Track NGINX worker connections, requests per second, Lua handler execution time, upstream response times, shared dictionary capacity, and error rates per route to surface bottlenecks and failures.
How do I monitor Lua script performance in OpenResty?
Use timing wrappers around Lua functions to measure execution time, track LuaJIT memory usage with `collectgarbage(“count”)`, and instrument error handling to count failures per endpoint.
What tools can I use to monitor OpenResty in production?
CubeAPM provides unified observability for OpenResty with metrics, logs, and traces. Prometheus with nginx-lua-prometheus exports metrics in Prometheus format. OpenResty XRay profiles Lua code and NGINX internals for root cause analysis.
How do I detect when shared dictionaries are full?
Monitor `dict:free_space()` and `dict:capacity()` in periodic timer tasks and alert when free space drops below 20 percent to prevent silent eviction of cache entries or rate limit counters.

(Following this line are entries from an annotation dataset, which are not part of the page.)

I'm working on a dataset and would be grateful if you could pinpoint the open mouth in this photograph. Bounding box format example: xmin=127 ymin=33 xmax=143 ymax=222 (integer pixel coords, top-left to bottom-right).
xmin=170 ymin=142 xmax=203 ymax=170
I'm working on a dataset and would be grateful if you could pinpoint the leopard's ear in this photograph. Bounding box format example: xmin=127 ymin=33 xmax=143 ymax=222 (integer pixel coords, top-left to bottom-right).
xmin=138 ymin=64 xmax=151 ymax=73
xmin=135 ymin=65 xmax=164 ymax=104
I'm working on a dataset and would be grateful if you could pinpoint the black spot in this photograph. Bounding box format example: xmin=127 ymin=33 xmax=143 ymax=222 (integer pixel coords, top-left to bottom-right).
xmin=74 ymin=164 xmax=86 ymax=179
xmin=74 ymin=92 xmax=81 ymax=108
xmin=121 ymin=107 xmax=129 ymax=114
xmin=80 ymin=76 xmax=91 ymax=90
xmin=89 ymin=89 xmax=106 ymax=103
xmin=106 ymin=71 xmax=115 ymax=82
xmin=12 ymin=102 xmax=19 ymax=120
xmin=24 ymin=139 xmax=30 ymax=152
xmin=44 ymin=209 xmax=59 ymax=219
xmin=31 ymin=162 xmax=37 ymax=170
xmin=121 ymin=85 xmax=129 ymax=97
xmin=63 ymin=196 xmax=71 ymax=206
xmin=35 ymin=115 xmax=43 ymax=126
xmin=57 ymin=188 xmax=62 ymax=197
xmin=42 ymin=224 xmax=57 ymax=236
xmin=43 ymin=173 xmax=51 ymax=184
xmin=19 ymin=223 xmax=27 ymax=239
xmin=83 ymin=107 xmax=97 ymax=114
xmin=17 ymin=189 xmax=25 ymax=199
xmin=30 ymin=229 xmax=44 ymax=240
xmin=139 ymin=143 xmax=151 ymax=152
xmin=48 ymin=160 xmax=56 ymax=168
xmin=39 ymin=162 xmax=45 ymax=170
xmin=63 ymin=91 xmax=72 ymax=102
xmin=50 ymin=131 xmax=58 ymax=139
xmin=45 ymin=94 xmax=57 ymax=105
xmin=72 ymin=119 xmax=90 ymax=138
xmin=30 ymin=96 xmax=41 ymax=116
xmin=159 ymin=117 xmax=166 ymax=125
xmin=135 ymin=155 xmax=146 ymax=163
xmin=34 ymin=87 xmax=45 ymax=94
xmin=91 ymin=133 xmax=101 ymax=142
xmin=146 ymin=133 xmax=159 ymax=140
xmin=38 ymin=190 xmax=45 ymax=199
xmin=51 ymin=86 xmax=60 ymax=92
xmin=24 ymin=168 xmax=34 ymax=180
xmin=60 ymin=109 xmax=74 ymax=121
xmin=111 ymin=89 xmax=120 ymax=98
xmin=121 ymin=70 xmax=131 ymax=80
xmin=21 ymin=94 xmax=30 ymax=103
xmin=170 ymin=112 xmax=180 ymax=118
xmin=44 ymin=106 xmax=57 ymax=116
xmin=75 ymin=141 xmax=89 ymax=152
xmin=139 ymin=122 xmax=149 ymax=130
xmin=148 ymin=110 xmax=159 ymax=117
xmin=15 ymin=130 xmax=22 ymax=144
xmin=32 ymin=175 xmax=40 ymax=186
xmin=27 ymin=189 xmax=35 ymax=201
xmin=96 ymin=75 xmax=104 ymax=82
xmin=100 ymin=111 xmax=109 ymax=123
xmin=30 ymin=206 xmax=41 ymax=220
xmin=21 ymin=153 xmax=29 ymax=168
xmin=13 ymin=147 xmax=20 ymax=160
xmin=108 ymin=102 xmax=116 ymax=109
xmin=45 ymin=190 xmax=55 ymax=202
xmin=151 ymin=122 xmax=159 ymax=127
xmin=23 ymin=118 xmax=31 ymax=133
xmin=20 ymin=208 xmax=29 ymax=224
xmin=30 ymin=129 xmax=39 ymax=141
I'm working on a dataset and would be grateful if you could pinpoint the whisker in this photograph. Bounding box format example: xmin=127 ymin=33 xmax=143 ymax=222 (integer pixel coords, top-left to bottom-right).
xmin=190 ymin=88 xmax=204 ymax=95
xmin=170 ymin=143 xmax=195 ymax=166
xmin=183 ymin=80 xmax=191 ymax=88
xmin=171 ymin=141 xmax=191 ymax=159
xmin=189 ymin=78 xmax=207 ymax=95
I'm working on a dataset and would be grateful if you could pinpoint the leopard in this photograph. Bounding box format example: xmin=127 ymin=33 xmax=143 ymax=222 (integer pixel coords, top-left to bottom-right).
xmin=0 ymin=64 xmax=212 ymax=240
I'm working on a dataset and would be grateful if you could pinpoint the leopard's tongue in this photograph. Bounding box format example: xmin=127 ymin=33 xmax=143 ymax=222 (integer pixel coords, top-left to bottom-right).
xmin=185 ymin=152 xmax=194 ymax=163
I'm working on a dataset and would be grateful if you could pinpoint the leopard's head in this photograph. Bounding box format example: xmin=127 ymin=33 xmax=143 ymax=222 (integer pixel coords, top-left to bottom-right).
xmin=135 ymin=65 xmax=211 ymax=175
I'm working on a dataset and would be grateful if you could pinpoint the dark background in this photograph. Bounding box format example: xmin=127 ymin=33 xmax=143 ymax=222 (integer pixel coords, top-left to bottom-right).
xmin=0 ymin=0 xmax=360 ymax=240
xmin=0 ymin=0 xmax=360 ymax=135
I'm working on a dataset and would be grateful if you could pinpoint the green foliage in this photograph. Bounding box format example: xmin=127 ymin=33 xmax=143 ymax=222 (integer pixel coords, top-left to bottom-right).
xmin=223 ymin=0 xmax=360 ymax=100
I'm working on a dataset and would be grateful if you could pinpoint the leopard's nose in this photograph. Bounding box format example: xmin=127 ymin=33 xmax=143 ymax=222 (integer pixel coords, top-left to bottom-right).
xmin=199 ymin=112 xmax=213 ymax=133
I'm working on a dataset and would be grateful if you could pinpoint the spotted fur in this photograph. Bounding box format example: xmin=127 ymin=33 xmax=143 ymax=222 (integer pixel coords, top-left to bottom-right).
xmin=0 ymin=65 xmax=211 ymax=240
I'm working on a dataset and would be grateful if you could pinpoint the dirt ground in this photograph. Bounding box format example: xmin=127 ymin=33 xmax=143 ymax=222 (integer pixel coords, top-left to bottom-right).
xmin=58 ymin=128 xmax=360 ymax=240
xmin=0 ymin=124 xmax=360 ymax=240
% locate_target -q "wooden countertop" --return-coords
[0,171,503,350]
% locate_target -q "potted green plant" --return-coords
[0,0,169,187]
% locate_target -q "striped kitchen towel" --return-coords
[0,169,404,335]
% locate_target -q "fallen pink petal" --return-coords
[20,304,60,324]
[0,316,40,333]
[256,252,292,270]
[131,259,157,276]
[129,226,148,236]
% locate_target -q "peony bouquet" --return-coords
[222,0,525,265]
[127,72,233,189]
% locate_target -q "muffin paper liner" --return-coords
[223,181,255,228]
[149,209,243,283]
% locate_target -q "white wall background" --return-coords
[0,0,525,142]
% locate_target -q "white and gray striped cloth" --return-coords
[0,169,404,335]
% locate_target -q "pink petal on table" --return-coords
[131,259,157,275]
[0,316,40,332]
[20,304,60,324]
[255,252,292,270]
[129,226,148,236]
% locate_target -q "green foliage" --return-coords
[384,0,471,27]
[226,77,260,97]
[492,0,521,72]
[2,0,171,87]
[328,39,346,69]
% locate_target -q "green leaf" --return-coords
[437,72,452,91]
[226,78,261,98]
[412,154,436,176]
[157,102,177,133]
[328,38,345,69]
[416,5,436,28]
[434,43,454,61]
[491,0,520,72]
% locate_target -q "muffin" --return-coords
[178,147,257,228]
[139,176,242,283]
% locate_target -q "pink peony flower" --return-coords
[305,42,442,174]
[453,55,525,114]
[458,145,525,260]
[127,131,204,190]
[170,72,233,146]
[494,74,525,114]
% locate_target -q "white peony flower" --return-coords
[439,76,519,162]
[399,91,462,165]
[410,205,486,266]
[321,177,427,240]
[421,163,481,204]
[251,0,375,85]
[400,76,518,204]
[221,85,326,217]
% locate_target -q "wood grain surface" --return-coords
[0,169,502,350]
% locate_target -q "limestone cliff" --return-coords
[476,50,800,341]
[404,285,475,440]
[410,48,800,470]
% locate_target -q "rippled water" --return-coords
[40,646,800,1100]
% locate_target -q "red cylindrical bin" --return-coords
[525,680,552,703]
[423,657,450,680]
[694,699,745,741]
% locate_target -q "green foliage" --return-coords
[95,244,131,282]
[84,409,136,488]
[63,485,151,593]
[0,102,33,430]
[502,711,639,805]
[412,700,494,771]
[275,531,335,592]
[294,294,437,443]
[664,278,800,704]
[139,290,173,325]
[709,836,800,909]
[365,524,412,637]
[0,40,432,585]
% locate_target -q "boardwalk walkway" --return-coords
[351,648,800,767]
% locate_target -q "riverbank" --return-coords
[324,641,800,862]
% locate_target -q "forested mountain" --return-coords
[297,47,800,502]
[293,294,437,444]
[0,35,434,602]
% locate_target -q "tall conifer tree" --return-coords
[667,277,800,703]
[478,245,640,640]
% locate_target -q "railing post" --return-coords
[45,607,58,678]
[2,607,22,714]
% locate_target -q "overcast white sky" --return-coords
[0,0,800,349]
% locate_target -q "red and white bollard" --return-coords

What is OpenResty XRay used for?
OpenResty XRay is a commercial profiling tool that uses SystemTap to identify CPU hotspots, memory leaks, and blocking calls in Lua code and NGINX internals without requiring code changes.
How do I monitor upstream backend health in OpenResty?
Configure active health checks with `lua-resty-upstream-healthcheck` and track upstream response times, error rates, and health check status to detect degraded backends before they affect request latency.